Original source details coming soon.

Executive overview

Most people feel they lack time, but the real problem is unintentional use of the time they already have. Laura Vanderkam distilled thousands of schedule reviews into nine practical rules, tested with 150 people over nine weeks, that measurably improved time satisfaction.

The rules are ordered: first build sleep and planning foundations, then add meaningful activities, then reduce low-value time.

Intentionality — not more hours — is what separates a full life from a forgettable one.

The nine rules

  1. Give yourself a bedtime — consistent sleep is the foundation; nothing else works well when you're sleep-deprived.
  2. Plan on Fridays — a weekly planning practice focused on what matters, not just what's scheduled.
  3. Move by 3 p.m. — at least 10 minutes of physical activity in the first half of every day; reliably boosts mood and energy.
  4. Three times a week is a habit — things don't need to happen daily to count; three times a week is frequent enough to be part of your identity.
  5. Create a backup slot — reserve space in the week for things that don't get done when plans shift.
  6. One big adventure, one little adventure — one half-day activity and one sub-hour activity per week to create memories and break sameness.
  7. Take one night for you — protect dedicated personal time each week.
  8. Batch the little things — group small tasks together rather than handling them piecemeal throughout the week.
  9. Effortful before effortless — when leisure time opens up, do a few minutes of active leisure (reading, hobbies, connecting) before defaulting to screens.

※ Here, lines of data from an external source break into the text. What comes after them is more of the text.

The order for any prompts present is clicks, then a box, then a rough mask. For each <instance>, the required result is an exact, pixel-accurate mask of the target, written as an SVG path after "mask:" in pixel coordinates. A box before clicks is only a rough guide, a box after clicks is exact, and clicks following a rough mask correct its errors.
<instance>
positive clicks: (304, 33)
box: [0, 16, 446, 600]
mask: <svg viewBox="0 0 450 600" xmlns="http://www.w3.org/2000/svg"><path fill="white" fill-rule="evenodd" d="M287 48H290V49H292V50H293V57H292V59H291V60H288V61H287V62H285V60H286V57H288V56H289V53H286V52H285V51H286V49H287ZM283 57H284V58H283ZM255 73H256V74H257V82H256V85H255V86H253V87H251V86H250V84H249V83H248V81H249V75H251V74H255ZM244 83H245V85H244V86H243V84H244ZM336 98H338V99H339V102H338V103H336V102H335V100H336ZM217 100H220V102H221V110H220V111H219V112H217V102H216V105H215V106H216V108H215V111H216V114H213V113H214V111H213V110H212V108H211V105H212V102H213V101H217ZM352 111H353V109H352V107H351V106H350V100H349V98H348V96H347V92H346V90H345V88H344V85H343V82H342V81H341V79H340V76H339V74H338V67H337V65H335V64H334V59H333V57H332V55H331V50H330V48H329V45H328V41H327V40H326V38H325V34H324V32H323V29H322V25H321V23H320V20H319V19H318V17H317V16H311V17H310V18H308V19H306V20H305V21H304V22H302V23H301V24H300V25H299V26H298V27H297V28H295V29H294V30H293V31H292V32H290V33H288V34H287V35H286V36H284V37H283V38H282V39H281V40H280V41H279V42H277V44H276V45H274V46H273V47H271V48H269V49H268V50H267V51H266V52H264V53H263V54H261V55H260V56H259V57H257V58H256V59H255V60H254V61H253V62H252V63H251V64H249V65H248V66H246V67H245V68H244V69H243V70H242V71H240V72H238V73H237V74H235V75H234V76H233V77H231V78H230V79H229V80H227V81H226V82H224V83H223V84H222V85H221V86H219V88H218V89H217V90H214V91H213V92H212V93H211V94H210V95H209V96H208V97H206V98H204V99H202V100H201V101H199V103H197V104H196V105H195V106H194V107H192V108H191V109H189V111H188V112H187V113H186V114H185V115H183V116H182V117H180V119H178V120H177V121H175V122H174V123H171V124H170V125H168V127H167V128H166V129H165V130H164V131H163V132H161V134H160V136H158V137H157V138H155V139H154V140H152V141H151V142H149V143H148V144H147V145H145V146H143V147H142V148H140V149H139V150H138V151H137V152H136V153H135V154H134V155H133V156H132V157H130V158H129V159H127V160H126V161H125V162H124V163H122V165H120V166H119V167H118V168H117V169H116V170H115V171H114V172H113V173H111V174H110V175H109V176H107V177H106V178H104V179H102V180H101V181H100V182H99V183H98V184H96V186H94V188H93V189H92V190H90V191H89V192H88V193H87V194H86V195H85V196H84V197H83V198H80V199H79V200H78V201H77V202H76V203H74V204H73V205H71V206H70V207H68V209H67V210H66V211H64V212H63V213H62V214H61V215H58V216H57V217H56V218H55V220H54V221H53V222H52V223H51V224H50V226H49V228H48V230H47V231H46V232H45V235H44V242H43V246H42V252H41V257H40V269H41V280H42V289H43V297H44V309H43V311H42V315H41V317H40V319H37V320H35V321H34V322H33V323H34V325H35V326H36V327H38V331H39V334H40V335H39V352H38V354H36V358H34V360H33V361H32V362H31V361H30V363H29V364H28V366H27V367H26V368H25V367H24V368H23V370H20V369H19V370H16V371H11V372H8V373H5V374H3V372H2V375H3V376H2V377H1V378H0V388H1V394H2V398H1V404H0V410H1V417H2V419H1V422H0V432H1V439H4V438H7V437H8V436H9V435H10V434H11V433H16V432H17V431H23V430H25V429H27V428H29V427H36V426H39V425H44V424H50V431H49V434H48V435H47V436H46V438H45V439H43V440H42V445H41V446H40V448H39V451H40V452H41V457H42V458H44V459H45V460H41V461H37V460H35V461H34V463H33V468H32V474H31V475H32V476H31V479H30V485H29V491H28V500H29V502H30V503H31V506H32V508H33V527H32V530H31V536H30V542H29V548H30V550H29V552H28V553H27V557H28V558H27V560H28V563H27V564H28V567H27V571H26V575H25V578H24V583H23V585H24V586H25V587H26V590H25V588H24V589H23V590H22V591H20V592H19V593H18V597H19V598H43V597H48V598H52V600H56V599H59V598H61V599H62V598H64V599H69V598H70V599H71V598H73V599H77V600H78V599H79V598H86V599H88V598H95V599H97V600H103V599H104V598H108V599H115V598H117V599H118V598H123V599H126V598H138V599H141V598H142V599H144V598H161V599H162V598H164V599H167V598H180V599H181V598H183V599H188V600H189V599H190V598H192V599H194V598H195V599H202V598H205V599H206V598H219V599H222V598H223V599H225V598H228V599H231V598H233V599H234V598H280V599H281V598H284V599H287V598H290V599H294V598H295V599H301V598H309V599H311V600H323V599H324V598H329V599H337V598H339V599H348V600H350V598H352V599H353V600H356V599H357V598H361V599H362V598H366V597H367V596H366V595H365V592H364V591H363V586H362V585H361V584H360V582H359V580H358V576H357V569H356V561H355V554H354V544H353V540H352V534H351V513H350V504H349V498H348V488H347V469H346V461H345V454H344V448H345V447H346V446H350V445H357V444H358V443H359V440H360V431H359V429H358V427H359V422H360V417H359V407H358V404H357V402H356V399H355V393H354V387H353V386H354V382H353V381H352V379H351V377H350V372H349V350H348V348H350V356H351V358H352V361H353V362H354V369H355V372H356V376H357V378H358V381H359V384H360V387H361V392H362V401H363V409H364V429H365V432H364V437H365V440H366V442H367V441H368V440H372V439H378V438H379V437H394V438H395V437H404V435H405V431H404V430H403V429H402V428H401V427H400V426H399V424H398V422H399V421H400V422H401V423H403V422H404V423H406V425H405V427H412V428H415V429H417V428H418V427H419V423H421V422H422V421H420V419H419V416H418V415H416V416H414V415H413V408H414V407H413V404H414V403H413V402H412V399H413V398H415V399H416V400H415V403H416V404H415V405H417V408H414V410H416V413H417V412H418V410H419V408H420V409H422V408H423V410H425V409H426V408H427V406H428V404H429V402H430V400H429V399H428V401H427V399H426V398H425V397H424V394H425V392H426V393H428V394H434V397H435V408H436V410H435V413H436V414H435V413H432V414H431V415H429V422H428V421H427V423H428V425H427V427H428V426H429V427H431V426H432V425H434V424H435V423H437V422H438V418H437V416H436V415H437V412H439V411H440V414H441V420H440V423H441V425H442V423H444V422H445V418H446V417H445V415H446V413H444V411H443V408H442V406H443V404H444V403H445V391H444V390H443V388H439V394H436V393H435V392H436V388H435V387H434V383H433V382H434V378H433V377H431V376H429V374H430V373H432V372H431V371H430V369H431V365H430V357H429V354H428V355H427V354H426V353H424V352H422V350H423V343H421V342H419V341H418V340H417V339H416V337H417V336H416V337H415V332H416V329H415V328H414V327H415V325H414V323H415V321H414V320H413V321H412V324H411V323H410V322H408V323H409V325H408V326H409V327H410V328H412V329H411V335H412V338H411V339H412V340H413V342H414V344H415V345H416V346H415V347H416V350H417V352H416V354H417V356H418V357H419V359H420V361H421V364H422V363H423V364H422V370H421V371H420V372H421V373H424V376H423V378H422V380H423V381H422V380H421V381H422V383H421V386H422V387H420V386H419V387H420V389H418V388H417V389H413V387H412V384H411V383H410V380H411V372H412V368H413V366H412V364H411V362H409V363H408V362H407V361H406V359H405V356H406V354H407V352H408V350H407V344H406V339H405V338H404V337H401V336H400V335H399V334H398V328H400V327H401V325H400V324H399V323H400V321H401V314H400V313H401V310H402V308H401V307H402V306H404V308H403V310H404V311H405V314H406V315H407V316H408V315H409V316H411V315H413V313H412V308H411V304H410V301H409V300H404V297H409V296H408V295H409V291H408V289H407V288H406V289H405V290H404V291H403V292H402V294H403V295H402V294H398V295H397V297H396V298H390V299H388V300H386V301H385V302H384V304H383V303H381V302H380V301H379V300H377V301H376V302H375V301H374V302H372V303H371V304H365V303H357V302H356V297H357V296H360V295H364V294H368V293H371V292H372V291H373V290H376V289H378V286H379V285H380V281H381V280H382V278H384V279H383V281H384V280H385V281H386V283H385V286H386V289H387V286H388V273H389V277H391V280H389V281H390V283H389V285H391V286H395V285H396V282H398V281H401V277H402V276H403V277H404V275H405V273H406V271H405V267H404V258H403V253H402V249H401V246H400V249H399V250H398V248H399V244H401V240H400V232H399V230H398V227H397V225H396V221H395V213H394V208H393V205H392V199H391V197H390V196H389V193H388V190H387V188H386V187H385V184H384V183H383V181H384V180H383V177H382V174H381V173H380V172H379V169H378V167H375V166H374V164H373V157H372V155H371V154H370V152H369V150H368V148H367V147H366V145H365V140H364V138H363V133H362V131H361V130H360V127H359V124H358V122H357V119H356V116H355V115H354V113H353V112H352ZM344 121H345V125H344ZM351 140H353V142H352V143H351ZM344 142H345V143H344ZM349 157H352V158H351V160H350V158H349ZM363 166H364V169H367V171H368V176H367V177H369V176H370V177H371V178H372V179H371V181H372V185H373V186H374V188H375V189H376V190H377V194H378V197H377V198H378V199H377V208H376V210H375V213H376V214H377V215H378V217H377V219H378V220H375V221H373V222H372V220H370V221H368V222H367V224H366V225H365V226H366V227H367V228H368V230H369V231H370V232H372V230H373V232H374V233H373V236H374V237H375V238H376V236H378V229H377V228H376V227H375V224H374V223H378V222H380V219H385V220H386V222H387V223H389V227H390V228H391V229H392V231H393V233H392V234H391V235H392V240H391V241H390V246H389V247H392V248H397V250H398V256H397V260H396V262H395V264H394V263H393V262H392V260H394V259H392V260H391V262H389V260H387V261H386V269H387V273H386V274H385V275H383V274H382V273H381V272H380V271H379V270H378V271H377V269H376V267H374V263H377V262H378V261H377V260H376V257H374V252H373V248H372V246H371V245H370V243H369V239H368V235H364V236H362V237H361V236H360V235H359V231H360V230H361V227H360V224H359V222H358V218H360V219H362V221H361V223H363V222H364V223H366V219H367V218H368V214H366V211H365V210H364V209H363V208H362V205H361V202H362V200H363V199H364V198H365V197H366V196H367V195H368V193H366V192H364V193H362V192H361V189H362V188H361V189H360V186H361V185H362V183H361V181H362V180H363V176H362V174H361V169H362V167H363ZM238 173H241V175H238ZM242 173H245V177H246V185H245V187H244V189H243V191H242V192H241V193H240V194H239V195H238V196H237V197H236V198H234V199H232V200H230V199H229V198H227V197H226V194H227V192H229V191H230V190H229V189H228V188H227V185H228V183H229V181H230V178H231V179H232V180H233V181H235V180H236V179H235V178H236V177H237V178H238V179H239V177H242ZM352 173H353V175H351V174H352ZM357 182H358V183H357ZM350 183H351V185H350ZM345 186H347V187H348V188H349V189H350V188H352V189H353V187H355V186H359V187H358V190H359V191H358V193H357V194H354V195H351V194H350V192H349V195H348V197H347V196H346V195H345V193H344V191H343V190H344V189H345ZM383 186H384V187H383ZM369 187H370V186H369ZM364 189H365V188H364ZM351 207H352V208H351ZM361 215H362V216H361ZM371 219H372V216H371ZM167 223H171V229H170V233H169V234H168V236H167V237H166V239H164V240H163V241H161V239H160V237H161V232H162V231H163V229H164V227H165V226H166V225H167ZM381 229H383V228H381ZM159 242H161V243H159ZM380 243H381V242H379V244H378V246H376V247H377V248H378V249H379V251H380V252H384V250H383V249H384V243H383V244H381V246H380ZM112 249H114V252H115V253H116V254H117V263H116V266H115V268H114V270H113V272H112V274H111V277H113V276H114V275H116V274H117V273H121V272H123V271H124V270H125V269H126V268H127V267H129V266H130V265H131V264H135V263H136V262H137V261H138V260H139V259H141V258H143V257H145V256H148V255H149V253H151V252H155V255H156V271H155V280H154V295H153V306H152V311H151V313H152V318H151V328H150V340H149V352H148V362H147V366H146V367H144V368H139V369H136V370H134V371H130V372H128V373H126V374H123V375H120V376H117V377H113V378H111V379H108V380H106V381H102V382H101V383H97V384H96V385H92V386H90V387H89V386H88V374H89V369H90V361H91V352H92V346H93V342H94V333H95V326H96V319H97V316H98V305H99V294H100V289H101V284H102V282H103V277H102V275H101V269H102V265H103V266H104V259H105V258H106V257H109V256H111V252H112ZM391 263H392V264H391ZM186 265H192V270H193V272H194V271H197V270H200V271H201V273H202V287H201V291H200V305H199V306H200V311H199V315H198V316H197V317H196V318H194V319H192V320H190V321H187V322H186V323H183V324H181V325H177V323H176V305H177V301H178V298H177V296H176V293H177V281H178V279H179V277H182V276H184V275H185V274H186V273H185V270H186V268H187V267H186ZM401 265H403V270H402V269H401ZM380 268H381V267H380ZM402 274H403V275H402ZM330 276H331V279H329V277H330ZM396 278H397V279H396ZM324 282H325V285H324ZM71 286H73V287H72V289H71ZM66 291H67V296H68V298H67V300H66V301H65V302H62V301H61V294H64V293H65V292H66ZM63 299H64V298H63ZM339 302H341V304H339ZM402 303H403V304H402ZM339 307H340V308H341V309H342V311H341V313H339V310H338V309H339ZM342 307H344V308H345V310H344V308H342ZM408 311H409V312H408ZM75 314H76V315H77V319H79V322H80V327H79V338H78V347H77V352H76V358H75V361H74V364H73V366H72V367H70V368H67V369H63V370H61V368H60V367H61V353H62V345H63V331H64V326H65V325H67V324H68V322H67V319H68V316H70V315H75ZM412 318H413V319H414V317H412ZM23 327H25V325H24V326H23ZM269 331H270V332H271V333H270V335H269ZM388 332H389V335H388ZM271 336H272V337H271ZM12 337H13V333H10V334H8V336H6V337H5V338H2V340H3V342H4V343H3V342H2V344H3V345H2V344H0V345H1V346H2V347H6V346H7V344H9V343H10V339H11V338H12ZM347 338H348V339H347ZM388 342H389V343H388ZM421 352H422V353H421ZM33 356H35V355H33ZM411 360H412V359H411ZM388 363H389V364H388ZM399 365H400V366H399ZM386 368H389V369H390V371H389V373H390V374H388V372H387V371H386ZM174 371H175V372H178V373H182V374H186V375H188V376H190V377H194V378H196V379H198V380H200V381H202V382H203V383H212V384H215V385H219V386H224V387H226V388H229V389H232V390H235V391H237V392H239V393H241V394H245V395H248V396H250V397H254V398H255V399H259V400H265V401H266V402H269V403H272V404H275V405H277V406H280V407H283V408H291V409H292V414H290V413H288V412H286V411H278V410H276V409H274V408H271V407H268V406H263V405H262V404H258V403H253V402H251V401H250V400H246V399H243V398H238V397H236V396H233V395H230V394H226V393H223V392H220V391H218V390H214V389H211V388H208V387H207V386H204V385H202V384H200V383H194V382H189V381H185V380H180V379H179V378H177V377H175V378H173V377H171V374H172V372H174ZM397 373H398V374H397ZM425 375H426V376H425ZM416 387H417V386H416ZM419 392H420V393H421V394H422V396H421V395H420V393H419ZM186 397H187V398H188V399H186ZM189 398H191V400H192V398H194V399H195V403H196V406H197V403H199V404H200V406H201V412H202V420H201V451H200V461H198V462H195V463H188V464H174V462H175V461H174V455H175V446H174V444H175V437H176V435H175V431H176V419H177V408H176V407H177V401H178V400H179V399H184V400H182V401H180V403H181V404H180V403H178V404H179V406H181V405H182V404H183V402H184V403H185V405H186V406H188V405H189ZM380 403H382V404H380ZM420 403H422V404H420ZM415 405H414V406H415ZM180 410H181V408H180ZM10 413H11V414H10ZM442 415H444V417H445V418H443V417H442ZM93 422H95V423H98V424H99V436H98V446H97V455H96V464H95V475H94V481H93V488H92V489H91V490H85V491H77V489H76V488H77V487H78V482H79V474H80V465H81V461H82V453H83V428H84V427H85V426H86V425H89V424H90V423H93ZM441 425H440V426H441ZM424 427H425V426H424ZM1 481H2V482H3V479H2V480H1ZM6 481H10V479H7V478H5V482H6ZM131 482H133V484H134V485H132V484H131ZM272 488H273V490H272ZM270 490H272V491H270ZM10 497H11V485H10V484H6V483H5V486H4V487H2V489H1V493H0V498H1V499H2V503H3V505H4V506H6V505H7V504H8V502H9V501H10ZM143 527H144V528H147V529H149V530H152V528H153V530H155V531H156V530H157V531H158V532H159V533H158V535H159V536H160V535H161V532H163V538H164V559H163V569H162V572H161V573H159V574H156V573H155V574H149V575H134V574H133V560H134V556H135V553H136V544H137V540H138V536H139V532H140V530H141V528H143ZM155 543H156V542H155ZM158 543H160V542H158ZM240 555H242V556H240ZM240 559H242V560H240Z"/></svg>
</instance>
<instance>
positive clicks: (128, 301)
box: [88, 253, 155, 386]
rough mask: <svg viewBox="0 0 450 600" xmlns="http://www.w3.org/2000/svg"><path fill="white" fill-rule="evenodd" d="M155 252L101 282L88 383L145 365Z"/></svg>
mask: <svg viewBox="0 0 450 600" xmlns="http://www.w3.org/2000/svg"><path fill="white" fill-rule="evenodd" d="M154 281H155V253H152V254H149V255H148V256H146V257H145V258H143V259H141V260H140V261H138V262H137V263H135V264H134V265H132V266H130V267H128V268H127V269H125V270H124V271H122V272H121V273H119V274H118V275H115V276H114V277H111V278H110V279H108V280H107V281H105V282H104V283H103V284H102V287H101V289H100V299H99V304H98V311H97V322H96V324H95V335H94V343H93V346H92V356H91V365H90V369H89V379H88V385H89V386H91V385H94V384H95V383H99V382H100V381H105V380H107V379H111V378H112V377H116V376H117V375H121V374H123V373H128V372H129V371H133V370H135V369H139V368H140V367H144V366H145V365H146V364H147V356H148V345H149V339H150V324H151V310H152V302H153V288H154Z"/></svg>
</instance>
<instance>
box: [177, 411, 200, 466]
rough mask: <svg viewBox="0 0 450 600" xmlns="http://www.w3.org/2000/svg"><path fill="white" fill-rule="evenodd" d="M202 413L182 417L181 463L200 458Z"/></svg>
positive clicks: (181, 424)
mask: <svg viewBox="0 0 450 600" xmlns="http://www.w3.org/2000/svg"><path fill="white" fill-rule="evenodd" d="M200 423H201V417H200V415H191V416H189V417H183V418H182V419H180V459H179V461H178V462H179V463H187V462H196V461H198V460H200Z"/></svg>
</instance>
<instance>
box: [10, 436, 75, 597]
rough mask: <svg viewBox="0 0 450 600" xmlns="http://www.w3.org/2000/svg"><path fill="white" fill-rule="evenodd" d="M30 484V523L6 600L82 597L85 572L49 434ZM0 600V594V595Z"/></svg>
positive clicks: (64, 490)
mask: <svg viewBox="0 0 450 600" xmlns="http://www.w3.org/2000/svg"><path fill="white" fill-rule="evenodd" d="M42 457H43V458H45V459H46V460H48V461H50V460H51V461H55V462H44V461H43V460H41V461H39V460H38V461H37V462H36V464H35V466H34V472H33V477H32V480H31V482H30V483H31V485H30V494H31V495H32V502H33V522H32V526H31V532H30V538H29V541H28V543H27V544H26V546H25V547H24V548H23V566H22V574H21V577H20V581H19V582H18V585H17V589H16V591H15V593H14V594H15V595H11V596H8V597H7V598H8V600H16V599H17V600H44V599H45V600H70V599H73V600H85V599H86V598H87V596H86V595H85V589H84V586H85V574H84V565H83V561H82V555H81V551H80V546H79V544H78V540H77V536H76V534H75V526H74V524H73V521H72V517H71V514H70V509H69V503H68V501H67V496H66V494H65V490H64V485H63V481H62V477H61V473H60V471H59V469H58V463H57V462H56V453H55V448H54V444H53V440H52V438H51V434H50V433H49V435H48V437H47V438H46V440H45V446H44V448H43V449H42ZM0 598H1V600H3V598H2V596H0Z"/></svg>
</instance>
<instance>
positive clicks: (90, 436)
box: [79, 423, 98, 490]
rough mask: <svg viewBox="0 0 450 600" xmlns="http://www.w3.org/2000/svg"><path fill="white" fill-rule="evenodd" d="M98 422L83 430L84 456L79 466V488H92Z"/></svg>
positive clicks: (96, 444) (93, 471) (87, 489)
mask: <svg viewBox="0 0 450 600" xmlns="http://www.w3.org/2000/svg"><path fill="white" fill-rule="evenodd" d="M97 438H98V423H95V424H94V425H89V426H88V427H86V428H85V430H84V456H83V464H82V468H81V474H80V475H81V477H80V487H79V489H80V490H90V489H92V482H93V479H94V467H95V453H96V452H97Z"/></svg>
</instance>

Three times a week is a habit

  • Most people frame goals as all-or-nothing and berate themselves for missing daily targets.
  • The honest reality: "daily" gym-goers typically go five times a week, skip holidays, skip vacations.
  • Three times a week is achievable without a lifestyle overhaul — just finding two or three short slots in 168 hours.
  • The gap between "not as much as I want" and "none" is significant; the former invites scaling up, the latter invites quitting.
  • For something to be truly daily, it must be very small and nearly frictionless (e.g. brushing teeth); bigger habits do better at a few times a week.

One big adventure, one little adventure

  • Memories form around novel, intense, out-of-the-ordinary experiences — routine days collapse into memory sinkholes.
  • One big adventure: roughly half a weekend day (three to four hours). One little adventure: under an hour, doable on a weekday evening or lunch break.
  • The point isn't cramming more in — adventures crowd out low-value passive time naturally.
  • Adopting this mindset shifts identity: you become someone who always has something to say about their week.
  • Even during the pandemic, the rule held — streaming a concert or drawing a Chutes and Ladders course in chalk counted.

Effortful before effortless

  • Leisure tends to default to screens because screens fit any gap, require no planning, and make no demands.
  • The rule: when a leisure window opens, do a few minutes of effortful fun first — read, do a puzzle, pursue a hobby — then switch to screens if you want.
  • Two outcomes: you get absorbed in the effortful activity and skip the screen time, or you do both and change the balance.
  • In the study, scores on "yesterday I did not waste time on things that weren't important to me" rose 32% after people learned this rule.
  • The perceived friction of effortful activities (finding the book, getting settled) is front-loaded; once started, the activity is genuinely enjoyable.

How to start

  • Follow the order in the book: sleep and planning first, then add activities, then reduce low-value time.
  • Each chapter includes a bonus strategy for those who already have the base rule in place.
  • Pick one rule. Try it. The 150 test participants felt significantly better about their time after nine weeks.